Well, April was a productive month! I finished my submission for the Trashion Show in Long Beach, and even got to have professional photos taken of me wearing it. Love how this project turned out. Might make myself another one just for fun. 🙂 We had a chalk butterfly on the walk for most of April; now I’m working on something for Star Wars Day, but those photos will need to wait till next month’s report. It’s nice to be doing bigger chalk again, now that the weather might be more reliable. Jake and I finished another instagram series; we found about 20 places we can walk/roll to (so, all within 2 miles of home, and not impossible to reach by sidewalks), that have outdoor seating and food Jake can eat (usually breakfast or dessert items). Also I wrote about thirty more new Wikipedia articles, mostly women in health-related professions.

March 2023

April 5, 2023

What I made this month. A lot of rain meant there wasn’t much chance to chalk our walkway, but I did get something down for daughter’s birthday late in the month. And I crocheted a bunch, including a cropped short-sleeve sweater for myself from leftover wool gifted by a local knitter friend. I also sewed some trousers, based on a pattern in a Japanese sewing book, using random cottons, including parts of two bedsheets, and part of a blouse.

Also in March, I was “celebrated” by Wikimedia Foundation, which was fun.

January 2023

February 4, 2023

Last month, we had chalk on our walkway, very briefly (rainy season is actually rainy this year); and I made five hats (six, really, but five in the photo are for the Fun-a-Day LA show in Long Beach on Saturday, February 4).
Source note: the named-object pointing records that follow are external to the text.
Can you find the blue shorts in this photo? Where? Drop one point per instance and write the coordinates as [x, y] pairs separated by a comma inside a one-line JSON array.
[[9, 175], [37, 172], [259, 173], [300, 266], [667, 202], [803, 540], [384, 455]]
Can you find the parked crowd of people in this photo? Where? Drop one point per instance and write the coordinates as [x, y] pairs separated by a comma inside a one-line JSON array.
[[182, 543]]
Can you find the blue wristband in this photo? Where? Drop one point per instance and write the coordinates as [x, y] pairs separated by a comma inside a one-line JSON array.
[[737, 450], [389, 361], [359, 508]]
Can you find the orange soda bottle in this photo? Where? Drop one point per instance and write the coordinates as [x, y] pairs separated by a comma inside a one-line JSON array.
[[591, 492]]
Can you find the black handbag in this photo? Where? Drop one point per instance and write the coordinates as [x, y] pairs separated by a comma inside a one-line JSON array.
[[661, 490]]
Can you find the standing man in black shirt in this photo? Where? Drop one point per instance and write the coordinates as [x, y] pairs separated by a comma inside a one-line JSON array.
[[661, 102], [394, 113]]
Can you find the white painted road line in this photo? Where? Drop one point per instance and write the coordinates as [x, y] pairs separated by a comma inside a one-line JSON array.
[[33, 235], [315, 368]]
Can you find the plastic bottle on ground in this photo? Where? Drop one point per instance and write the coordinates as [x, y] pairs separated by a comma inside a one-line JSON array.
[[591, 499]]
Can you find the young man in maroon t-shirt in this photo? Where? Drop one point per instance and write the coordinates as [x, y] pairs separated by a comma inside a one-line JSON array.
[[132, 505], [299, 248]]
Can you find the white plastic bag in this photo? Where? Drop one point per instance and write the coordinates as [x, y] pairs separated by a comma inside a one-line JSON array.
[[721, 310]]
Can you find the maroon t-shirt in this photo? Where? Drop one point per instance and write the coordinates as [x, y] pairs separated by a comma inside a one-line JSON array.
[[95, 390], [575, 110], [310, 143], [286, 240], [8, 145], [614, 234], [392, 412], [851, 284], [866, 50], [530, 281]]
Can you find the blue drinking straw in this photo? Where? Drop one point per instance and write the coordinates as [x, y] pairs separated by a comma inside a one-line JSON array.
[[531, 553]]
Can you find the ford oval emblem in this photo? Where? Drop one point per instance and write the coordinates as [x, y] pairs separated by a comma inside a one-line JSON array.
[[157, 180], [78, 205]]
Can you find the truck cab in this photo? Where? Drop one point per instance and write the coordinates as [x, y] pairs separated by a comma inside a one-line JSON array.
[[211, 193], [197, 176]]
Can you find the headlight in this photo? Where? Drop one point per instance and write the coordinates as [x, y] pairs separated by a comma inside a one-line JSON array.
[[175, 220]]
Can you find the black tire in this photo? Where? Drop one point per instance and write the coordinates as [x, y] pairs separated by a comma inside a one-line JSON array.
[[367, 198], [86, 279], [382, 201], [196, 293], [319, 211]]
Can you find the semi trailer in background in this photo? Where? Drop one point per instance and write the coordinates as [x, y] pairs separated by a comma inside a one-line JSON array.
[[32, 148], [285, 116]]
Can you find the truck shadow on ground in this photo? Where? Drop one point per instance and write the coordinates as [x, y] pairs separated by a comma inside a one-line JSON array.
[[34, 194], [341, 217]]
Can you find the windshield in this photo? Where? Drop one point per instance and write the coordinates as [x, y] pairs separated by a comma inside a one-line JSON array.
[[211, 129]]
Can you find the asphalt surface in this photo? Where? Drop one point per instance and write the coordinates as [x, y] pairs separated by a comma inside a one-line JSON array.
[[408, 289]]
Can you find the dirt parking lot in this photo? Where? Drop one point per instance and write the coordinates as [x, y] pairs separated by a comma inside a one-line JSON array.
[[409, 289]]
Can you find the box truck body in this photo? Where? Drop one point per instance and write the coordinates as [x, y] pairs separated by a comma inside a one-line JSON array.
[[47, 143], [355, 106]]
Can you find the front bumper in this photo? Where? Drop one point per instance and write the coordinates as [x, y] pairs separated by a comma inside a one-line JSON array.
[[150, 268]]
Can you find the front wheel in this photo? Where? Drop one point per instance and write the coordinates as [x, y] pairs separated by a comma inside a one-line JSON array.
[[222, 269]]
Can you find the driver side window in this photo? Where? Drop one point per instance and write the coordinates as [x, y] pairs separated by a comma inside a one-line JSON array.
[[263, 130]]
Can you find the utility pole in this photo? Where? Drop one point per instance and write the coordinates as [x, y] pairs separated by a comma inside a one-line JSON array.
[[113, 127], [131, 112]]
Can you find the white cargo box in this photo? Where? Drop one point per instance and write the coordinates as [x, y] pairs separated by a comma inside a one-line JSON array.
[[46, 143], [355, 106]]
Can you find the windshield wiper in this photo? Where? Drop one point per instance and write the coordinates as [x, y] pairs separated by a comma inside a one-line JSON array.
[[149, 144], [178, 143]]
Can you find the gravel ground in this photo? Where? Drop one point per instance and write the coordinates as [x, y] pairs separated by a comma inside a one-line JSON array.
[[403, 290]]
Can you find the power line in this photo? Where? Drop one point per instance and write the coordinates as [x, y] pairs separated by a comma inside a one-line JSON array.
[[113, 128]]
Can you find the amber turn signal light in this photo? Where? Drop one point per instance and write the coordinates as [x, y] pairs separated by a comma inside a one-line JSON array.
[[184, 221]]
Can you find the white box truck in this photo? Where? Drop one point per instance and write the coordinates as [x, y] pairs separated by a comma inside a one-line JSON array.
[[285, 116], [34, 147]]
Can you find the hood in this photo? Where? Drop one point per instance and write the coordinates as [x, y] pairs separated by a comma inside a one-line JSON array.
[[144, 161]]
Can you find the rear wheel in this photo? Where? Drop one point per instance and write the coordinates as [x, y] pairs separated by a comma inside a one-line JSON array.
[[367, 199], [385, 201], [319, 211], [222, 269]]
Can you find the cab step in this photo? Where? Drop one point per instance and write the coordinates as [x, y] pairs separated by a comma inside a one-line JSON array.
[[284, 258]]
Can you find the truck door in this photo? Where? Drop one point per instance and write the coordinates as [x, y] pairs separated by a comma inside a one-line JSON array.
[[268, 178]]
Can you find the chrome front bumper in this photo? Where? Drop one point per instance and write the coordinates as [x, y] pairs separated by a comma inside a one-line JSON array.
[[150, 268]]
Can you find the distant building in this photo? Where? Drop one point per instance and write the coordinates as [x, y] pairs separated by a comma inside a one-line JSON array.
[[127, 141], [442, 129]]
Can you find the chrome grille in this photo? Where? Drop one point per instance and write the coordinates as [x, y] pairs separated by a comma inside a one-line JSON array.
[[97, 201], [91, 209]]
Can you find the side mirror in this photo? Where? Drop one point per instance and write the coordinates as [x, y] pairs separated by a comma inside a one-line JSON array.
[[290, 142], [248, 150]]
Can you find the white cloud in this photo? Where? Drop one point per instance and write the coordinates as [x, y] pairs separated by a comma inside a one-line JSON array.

The chalk is based on a woodblock print of a woman in snow by Takahashi Shōtei; I didn’t manage to finish it between storms, but one section was decent enough to photograph, anyway. The hats are crocheted and sewn and dyed and embroidered, and have a whole fake anthropological brochure to go with them, about the material culture of “Warfield Island” during the quarantine years. You can read that material, and see more photos of the hats, at this ipernity album.